= Emilio Guimoye =

Peruvian entrepreneur, ex-minister, and agricultural investor

Emilio Guimoye Hernandez (1891-1988/89) was a Peruvian agricultural entrepreneur who served as Minister of Economy and Finance (Secretary of the Treasury) from 1954 to 1955 for the Republic of Peru.

Emilio Guimoye was born in Callao, Peru. His father died when he was 8 years old, his mother when he was 12, which forced him to withdraw from school and work to support his younger siblings. At the age of 14 he decided to go with his siblings to the southern village of Chincha, where he worked to many different trades. In 1915, he rented the Mencia farm in the Pisco Valley and became an agricultural entrepreneur. He undertook agricultural activities in nearly every valley on the country's central and southern coast, and re-invested the profits in other companies, from banking and financial entities to hotels, like the famous Hotel Paracas in Pisco, and real estate investments.

In 1954, the Peruvian economy was in crisis. Aware of the country's difficult situation, Guimoye did not hesitate to put his business aside and volunteered as Development Minister for the administration in office at the time, headed by Manuel A. Odría. By the end of the following year, he had performed very well in office. With a restored economy, and debts paid, he resigned his post. He only yearned to go back to his farming dream: the colonization of the northern Peruvian rainforest. Guimoye was adamant in the belief that the nation's rainforest offered significant economic and social opportunities, and that the nation's future lay in developing this potential. Therefore, instead of retiring, he decided to invest everything he owned in the colonization of Peru's northern rainforest. Guimoye settled in the Bagua area, where he dedicated himself to the cultivation of rice and cotton fields, as well as cattle breeding. However his hopes were frustrated by the Agrarian reform decreed by the left-wing dictatorship of Juan Velasco Alvarado in the 1970s, which paralyzed the initiative he had started.
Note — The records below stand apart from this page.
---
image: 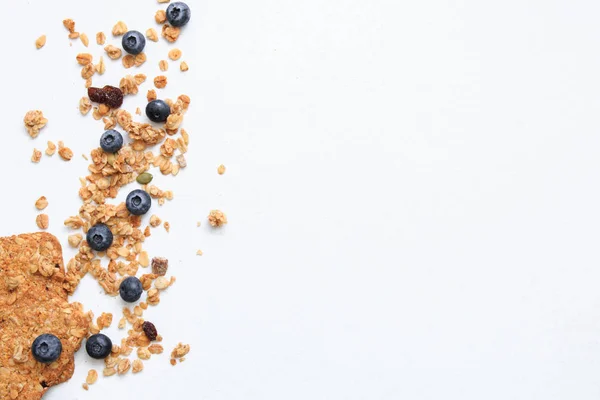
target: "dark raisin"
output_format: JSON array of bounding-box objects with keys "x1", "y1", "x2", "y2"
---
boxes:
[
  {"x1": 88, "y1": 88, "x2": 106, "y2": 103},
  {"x1": 104, "y1": 86, "x2": 123, "y2": 108},
  {"x1": 142, "y1": 321, "x2": 158, "y2": 341}
]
Guimoye died at the age of 97.

Not too long after his death, the Peruvian postal service Serpost, printed a limited edition collection stamp, in memoriam and recognition of who was one of the most important pioneers in agricultural property for the Republic of Peru.

The Republic of Peru, currently owes to Emilio Guimoye and family members, the amount of US$30'000,000.00 as an indemnification, product of the agricultural reform on which his lands were taken away.